Dati dunque i maggiori paletti all’azione della Fed sopra evidenziati, la stessa banca centrale ha qualche altro strumento per intervenire? A dirsi interventi di secondo livello? A mio parere, la risposta è affermativa, e il principale strumento che la Fed può potenziare in questo momento è l’innalzamento della selettività per ricevere liquidità; in sostanza, al di là del tapering e dell’innalzamento più o meno ventilato dei tassi, la Fed deve aver voce nella gestione attiva di far arrivare la moneta laddove meno accenda tensioni inflazionistiche; e allora, ad esempio sgonfiare prima del previsto il mercato immobiliare con procedure selettive di finanziamenti progettuali, favorire il più possibile un’edilizia per tutti e con servizi accentrabili. Ma in più, c’è lo scenario di intervenire sul settore sanitario per implementare un’assistenza medica molto più diffusa, gratuita e di qualità rispetto alle dinamiche di un settore privato assicurativo che tramite le logiche del mark-up è oramai pronto a grandi trasferimenti di prezzi sui consumatori finali.

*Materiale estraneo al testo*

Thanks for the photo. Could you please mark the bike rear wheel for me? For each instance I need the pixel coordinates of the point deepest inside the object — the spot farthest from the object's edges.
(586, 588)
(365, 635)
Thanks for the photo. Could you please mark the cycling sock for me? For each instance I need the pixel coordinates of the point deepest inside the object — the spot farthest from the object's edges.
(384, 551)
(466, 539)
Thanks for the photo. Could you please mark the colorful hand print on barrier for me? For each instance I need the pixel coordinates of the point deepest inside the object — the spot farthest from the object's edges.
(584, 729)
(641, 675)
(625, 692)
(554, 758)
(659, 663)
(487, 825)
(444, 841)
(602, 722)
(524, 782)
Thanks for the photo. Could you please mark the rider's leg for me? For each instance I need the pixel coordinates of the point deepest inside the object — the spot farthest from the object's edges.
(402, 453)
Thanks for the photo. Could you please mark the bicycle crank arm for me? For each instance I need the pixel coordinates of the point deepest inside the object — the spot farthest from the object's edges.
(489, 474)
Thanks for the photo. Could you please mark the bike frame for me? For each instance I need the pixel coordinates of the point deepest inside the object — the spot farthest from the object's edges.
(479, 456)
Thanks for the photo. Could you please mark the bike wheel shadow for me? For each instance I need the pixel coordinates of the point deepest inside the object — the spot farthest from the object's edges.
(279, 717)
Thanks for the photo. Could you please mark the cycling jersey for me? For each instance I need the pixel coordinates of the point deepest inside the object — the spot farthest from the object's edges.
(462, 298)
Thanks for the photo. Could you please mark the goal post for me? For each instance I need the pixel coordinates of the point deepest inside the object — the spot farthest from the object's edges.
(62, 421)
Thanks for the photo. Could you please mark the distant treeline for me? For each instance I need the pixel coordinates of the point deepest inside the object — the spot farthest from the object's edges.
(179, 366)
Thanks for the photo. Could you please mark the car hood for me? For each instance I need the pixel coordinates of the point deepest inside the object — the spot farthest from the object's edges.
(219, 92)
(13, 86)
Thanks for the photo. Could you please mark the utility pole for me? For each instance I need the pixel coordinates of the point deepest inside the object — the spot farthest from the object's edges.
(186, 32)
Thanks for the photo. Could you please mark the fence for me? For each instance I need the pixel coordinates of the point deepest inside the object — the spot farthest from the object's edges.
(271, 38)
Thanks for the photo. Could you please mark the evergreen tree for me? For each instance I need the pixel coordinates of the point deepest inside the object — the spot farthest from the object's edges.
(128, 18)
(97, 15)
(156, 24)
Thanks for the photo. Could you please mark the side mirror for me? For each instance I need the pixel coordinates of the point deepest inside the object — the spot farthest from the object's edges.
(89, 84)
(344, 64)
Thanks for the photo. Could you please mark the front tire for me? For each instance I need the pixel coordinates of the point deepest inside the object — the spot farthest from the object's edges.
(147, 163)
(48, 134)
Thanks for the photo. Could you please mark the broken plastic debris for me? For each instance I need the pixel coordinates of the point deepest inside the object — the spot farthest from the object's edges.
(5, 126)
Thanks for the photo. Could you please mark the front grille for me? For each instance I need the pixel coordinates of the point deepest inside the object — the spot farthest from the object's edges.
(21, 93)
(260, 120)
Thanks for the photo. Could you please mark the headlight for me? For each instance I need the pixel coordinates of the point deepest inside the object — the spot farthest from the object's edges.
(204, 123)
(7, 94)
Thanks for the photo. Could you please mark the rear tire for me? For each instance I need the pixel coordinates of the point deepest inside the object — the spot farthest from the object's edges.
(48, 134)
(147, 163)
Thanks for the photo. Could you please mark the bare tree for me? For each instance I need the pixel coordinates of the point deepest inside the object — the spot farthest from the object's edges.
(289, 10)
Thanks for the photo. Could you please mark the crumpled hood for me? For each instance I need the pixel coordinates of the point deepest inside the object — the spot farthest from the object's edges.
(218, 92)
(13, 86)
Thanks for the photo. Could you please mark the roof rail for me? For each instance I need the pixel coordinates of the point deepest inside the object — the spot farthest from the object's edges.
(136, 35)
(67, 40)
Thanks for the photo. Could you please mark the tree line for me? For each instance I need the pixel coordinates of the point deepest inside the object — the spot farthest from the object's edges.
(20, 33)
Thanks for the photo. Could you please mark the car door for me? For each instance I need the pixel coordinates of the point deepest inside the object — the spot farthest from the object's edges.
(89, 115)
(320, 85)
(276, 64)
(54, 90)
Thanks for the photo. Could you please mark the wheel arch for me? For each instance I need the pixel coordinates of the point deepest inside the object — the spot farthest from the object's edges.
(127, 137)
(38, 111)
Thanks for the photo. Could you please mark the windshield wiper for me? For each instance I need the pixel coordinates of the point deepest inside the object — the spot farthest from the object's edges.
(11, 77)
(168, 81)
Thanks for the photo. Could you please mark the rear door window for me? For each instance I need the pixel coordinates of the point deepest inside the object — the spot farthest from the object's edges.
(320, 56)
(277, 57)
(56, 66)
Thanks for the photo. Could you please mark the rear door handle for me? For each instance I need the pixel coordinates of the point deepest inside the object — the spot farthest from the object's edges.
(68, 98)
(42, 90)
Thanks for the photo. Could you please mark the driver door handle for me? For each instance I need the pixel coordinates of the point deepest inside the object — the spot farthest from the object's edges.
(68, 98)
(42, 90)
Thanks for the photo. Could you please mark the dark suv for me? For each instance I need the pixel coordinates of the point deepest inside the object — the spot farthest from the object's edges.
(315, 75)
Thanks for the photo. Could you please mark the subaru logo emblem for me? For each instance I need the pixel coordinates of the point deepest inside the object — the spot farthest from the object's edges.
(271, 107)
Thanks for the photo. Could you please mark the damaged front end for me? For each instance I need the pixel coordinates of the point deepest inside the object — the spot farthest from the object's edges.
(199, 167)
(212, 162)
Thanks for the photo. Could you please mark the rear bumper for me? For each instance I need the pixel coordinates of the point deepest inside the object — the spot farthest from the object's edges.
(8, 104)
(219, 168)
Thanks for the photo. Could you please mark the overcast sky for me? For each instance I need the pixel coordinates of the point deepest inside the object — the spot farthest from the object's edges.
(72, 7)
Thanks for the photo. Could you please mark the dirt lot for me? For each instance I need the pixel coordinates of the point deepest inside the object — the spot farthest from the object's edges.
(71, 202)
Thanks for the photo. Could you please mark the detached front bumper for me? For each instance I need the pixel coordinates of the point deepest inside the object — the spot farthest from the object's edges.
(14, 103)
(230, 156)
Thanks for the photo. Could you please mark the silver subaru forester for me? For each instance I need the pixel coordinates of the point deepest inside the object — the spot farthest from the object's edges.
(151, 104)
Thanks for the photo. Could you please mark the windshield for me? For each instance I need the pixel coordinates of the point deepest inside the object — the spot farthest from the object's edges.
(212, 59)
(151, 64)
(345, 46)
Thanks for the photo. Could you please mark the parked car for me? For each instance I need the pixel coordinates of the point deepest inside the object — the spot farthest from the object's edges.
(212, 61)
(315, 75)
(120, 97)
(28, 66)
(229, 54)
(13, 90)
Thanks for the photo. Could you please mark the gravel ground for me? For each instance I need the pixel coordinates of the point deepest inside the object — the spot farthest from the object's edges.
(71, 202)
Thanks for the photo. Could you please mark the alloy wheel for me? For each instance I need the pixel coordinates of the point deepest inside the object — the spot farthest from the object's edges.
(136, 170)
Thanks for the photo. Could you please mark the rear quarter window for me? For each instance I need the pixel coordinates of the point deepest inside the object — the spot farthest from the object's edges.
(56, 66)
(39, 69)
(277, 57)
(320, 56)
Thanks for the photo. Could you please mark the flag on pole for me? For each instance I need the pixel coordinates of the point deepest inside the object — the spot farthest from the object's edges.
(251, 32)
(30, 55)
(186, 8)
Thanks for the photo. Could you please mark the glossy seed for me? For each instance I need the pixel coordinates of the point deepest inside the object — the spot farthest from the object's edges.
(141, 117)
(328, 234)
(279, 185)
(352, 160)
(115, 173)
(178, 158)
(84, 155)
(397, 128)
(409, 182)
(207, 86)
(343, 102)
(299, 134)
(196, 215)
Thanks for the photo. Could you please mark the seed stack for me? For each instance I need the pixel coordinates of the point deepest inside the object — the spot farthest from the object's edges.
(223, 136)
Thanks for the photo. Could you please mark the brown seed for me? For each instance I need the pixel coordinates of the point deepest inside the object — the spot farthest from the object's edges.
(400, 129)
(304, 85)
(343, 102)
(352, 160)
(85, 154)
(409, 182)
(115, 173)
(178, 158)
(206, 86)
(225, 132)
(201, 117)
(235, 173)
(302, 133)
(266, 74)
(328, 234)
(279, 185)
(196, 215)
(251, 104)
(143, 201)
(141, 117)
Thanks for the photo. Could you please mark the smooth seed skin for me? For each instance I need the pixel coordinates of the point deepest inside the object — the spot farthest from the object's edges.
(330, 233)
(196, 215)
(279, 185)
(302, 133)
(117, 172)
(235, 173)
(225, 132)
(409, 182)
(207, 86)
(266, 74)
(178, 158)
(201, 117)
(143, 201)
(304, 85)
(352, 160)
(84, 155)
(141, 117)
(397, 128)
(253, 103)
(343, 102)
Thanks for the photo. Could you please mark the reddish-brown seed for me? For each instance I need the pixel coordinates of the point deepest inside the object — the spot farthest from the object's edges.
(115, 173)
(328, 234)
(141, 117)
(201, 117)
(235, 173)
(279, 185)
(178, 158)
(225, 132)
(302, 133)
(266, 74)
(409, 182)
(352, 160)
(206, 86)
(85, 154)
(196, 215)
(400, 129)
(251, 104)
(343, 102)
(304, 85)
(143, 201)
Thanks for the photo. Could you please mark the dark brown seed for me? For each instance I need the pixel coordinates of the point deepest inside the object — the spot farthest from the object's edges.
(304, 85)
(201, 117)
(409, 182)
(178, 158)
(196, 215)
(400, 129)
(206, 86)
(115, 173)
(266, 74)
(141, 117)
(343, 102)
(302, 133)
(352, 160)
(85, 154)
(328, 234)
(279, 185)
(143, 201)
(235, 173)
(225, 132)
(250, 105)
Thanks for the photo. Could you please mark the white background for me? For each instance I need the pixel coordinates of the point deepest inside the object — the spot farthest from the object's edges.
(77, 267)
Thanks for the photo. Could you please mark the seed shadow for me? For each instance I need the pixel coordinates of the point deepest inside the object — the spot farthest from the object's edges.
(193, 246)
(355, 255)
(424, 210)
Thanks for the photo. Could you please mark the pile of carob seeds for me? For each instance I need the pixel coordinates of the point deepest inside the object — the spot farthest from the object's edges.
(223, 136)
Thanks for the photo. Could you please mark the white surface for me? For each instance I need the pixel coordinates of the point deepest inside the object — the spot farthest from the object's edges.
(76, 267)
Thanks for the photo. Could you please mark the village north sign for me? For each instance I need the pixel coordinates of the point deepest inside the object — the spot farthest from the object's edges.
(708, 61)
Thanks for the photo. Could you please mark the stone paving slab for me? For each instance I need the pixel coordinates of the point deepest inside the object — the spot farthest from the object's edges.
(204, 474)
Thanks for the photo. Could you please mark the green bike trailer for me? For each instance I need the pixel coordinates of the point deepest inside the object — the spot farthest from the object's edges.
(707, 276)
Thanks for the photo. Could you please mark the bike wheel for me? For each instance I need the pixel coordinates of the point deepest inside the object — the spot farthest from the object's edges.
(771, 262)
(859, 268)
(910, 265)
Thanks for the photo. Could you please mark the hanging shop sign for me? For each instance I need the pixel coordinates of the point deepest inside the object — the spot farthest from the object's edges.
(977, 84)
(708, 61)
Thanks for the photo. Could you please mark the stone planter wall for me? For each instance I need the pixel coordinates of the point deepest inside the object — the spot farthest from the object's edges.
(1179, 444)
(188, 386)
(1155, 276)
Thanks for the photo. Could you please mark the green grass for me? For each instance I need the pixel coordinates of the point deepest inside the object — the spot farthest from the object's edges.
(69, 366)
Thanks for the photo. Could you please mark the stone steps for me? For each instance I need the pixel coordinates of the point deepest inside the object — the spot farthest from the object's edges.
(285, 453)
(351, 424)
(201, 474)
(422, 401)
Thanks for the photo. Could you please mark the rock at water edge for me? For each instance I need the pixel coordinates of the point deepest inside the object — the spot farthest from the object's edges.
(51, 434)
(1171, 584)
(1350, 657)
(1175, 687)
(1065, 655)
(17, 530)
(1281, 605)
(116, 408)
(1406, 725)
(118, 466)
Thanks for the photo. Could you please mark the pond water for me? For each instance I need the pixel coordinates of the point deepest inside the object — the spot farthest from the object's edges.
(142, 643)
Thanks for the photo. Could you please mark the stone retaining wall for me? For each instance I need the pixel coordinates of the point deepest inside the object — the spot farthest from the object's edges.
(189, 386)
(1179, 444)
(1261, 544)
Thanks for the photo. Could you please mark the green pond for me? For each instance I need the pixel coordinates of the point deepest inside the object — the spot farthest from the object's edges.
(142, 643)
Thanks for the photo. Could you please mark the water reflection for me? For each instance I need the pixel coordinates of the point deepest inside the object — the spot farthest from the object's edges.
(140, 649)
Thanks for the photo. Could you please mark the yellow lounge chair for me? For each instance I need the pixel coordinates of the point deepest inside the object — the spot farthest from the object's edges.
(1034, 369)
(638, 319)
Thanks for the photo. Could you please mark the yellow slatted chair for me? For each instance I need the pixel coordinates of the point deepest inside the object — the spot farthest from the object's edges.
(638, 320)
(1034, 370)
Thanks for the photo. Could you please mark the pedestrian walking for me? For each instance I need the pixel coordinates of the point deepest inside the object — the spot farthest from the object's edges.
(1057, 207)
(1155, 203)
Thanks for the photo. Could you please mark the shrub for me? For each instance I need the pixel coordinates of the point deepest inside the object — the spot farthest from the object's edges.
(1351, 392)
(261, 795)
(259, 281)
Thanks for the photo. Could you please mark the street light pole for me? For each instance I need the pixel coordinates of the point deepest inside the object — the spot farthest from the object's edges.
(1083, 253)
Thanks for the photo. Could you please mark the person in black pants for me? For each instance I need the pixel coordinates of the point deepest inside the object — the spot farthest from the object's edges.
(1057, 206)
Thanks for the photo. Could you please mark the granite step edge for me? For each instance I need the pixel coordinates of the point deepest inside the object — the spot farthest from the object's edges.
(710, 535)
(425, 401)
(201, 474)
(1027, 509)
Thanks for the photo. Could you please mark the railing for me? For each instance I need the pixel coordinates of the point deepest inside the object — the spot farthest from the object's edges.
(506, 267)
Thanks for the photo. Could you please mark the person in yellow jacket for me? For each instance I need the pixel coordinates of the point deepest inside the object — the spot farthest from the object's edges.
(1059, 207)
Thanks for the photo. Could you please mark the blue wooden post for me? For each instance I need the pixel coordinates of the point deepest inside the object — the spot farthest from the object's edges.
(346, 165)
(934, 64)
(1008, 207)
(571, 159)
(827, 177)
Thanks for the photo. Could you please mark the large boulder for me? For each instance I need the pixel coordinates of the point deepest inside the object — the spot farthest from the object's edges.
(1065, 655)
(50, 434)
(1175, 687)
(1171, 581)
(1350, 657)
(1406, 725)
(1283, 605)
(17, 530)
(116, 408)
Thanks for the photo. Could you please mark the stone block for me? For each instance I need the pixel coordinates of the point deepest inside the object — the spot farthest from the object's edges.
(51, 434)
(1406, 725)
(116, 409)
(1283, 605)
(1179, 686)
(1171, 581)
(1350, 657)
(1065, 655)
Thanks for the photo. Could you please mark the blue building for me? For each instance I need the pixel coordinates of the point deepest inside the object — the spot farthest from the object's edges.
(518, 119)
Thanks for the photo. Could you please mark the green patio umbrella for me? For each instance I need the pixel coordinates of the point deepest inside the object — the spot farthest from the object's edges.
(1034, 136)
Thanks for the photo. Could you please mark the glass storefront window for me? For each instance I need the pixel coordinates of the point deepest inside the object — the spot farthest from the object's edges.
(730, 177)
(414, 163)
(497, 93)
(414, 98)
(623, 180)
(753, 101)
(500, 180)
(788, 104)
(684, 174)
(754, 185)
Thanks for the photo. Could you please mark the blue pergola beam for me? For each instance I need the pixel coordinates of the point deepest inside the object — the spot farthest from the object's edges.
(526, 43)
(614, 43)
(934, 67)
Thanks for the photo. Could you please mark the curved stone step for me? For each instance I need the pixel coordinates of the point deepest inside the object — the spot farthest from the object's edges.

La Fed dovrebbe partecipare, visto il suo ruolo negli Stati Uniti, a convogliare gli incrementi salariali maggiori dove più alta è la produttività del settore, e, per fare in modo di spegnere ulteriormente l’inflazione in atto, stare un poco al di sotto della dinamica dei prezzi al consumo, in maniera tale da iniziare un meccanismo virtuoso di spegnimento della corsa dei prezzi; quanto appena detto è uno degli esempi della politica dei redditi che adottammo in Italia negli anni ’80.
Residuano da tali scenari molti aspetti di crisi sociale a cui si deve andare incontro e a cui si deve anche provvedere; in sostanza selettivizzare gli aiuti per aiutare meglio e di più i più bisognosi ed esposti, riducendo interventi a pioggia e accettando dinamiche più pronunciate sui tassi di interesse, dinamiche però che la Fed dovrebbe tenere adeguatamente sotto mira.
Anche perché tutti gli interventi di politiche selettive sopra citati non sono appannaggio né esclusivo, né ordinario della Fed, ma la stessa può solo parteciparvi a titolo di coordinamento.